How do you use Sentry?

Self-hosted/on-premise

Version

"2.25.1"

Steps to Reproduce

We noticed that a lot of our fastapi transactions in sentry were showing an unexpectedly long delay in latency after the typical request-response cycle for a request route. On investigation further, we realized this increase in latency was coming from how sentry was capturing the error event in those cases. On setting up spans around sentry's own internal event capture and serialization functions, we noticed that while sentry-sdk was only sending an error event to sentry server once, like we expected, it would still try to serialize the stack frames for subsequent event captures, before checking whether the event was already sent by sentry-sdk earlier. This ends up wasting cpu cycles and also needlessly slows down the response latency by a decent amount. Can we update the logic here to first check if the event needs to be sent over before we start serializing stack frames?

The issue is even more stark in a test/prod environment running a real app, that can easily have over 25-30 stack frames that need serializing and we are seeing a latency increase by up to 30 ms or more from these extra stack frame serializations that are not necessary.

Here is a real world example:
Image

I have a simple setup below to reproduce the issue with fastapi, though it is not limited to fastapi:

# main.py

import fastapi
import logging

import sentry_sdk
from sentry_sdk import serializer
from sentry_sdk.integrations import asgi

sentry_sdk.capture_event = sentry_sdk.trace(sentry_sdk.capture_event)
serializer.serialize = sentry_sdk.trace(serializer.serialize)
asgi._capture_exception = sentry_sdk.trace(asgi._capture_exception)

sentry_sdk.init("<your sentry dsn>", traces_sample_rate=1)

app = fastapi.FastAPI()

@app.get("/test")
def test() -> str:
    raise ValueError("Check the linked trace")


@app.exception_handler(ValueError)
def exception_handler(request: fastapi.Request, exc: Exception):
    # logging error here so that sentry-sdk can serialize stack frames, capture exception,
    # send it to sentry and also mark the error as already "handled"
    logging.exception("Log Exception")

    # reraise so it bubbles up to outer middleware/layers.
    raise exc

Run with uvicorn

$ uvicorn main:app --port 8000

Expected Result

We expect that stack frame serialization will happen only once and capture_event() will only send the exception to sentry once for the raised exception.

Actual Result

The capture_event() does seem to only send event to sentry once like we expect. But we see the stack frame serialization happens 3 separate times, the last two of which happened when capture_event ultimately realized it had already sent the exception over earlier.

Image

In this example trace, we can see that while the normal request-response cycle would have normally taken 8-9 ms, including the first error capture event, the overall txn ended up taking 21ms, mostly from the 2 subsequent stack frame serializations for the same error event.
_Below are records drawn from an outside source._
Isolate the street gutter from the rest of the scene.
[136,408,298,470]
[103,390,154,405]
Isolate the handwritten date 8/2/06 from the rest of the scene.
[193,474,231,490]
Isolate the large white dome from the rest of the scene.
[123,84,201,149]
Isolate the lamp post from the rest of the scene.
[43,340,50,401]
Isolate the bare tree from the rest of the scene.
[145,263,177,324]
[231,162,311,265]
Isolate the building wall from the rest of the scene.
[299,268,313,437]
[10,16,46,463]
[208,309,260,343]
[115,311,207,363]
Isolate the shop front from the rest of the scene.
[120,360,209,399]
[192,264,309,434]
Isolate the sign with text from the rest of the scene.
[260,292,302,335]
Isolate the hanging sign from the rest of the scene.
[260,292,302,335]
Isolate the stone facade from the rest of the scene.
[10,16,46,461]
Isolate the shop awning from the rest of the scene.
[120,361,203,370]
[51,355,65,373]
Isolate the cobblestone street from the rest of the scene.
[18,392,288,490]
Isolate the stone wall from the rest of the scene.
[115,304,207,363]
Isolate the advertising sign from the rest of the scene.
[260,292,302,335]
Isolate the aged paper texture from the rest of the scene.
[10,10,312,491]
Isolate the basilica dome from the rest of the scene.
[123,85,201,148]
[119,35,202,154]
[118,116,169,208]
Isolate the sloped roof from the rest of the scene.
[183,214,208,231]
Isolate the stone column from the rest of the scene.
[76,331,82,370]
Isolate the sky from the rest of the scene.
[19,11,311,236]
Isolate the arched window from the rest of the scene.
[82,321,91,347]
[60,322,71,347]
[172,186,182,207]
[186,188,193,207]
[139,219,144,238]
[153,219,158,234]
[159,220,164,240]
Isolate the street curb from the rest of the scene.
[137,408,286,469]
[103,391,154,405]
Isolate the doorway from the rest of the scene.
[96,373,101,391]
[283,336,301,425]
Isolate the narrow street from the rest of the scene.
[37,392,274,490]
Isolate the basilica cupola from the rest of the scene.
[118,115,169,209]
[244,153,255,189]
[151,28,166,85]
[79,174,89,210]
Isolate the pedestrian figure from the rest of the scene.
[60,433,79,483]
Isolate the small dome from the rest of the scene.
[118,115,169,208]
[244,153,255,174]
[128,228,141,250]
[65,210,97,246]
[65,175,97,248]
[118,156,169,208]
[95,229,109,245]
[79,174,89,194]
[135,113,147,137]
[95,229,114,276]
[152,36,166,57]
The following snapshot expands one of the three auto-grouped spans, to show that these spans are indeed coming from the serialization step for every stack frame in the exception.

Image

The transaction is only linked to one exception, so these are not three separate error events either.

Image

Activity

moved this to Waiting for: Product Owner in GitHub Issues with 👀 3on May 6, 2025
sentrivana

sentrivana commented on May 6, 2025

@sentrivana
Contributor

Hey @jvineet, thanks for raising this. There's a couple things going on here.

First of all, transactions and errors are serialized separately. In the sample app you're capturing an exception as well as a transaction, so the expected number of full serialization calls would be two, not one.
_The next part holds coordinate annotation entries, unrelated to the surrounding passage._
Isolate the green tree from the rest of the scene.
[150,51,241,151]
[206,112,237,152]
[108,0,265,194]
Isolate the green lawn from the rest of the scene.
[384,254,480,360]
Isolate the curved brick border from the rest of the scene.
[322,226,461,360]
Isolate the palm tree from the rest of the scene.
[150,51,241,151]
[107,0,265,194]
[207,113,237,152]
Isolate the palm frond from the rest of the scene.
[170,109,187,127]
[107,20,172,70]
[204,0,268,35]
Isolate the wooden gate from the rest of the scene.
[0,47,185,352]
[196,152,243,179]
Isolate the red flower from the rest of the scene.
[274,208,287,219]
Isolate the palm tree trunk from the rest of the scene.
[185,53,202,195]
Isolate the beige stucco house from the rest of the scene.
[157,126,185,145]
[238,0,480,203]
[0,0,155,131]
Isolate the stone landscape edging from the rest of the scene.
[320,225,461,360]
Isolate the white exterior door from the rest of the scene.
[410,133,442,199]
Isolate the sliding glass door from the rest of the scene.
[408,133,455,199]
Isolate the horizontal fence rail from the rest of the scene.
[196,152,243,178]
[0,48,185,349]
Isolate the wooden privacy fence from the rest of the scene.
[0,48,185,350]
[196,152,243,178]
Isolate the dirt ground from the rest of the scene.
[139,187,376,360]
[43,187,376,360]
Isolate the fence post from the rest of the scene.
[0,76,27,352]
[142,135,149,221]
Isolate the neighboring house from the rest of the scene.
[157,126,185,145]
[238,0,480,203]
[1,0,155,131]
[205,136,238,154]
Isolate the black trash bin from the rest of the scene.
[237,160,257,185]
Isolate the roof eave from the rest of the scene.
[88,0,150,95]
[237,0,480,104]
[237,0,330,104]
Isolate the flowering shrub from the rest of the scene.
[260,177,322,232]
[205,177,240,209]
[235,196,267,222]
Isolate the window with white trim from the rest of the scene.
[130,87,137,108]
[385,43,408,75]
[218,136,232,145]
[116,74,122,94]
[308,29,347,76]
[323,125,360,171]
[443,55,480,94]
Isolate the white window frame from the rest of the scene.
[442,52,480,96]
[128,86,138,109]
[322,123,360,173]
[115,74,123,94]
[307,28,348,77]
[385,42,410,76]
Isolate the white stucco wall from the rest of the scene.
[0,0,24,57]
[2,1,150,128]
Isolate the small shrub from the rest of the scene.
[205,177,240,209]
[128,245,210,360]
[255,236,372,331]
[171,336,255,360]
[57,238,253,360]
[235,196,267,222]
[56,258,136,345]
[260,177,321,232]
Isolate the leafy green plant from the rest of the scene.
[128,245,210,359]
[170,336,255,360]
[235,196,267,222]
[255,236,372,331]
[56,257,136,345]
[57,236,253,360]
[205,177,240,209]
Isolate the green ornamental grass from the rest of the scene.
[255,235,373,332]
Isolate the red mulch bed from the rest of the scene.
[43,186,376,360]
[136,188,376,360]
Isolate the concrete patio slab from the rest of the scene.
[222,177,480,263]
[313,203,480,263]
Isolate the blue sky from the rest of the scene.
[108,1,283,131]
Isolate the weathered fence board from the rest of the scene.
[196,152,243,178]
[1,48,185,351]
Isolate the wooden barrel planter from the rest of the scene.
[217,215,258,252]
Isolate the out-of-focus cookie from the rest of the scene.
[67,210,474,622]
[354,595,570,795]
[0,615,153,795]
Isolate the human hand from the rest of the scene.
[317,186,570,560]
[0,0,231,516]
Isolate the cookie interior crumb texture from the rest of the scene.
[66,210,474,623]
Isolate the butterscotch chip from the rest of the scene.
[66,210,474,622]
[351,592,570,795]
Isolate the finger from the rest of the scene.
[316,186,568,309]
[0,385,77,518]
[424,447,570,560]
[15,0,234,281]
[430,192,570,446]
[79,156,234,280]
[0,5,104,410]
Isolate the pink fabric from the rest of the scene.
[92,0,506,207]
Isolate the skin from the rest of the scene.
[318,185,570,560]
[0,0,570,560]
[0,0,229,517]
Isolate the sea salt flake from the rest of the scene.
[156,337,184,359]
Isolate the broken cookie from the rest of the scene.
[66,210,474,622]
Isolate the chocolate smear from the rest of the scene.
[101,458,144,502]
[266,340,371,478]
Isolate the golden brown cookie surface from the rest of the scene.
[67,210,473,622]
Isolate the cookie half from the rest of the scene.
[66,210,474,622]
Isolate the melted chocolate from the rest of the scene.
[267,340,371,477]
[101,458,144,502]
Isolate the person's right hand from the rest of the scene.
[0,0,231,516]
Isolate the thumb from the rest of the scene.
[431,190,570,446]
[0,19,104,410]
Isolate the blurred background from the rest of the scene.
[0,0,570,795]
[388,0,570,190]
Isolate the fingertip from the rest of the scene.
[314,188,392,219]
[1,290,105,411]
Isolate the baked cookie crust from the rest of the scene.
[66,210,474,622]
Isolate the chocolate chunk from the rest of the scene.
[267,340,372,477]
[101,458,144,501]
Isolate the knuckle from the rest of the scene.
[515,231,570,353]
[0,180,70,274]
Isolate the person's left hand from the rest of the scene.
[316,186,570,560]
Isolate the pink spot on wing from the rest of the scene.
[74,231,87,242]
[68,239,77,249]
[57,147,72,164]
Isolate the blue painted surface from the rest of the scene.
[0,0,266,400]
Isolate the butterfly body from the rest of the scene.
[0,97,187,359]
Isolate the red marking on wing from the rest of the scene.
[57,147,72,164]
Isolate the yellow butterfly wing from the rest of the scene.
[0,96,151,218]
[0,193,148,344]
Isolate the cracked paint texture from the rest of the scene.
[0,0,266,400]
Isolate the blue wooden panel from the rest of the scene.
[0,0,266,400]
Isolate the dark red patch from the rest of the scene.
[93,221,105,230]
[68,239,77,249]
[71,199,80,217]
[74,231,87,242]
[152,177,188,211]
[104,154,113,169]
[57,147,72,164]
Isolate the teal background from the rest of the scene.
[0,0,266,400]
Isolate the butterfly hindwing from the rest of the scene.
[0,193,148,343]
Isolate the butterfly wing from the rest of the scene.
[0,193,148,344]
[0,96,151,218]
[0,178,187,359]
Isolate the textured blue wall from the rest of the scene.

For some background, the logic responsible for determining whether an exception is a duplicate and should be dropped lives in its own integration and is applied via a global event processor. Event processors run before serialization, so events that are going to be dropped don't go through the whole serialization routine. However -- and this is most likely what you're seeing --, we do pre-serialize parts of the event (namely, the stacktrace) early. This was a conscious decision in order to avoid potentially tampering with actual userland objects (see #3409). This happens before the dedupe process takes place.

There's improvement potential here. Some things we could consider:

  • moving the stacktrace serialization later in the process (probably tricky to do this right while making sure we don't mess with actual refs)
  • moving the dedupe check earlier (maybe this doesn't make sense as an integration anymore and should rather live on the scope directly)
  • caching (need to be mindful of the memory blueprint there)
  • ???

I'll leave this open, but I don't believe there's a quick fix for this, so it might take some time. (PRs welcome though!)

moved this from Waiting for: Product Owner to No status in GitHub Issues with 👀 3on May 6, 2025
jvineet

jvineet commented on May 6, 2025

@jvineet
Author

Hi @sentrivana , thanks for the quick reply. I am almost certain that all three serialization groups that I mentioned above are coming from stack frame serialization (which makes sense since sentry-sdk pre-serializes stack traces like you mentioned). I also see three logging.exception logs per request that should corresponding to each one of the three serialization groups. Those three span groups do not represent a transaction serialization.

I think this can also be easily confirmed by changing the fastapi exception handler code into this

@app.exception_handler(ValueError)
def exception_handler(request: fastapi.Request, exc: Exception):
    for i in range(4):
        try:
            raise exc
        except Exception:
            logging.exception(f"Log Exception again: attempt {i}")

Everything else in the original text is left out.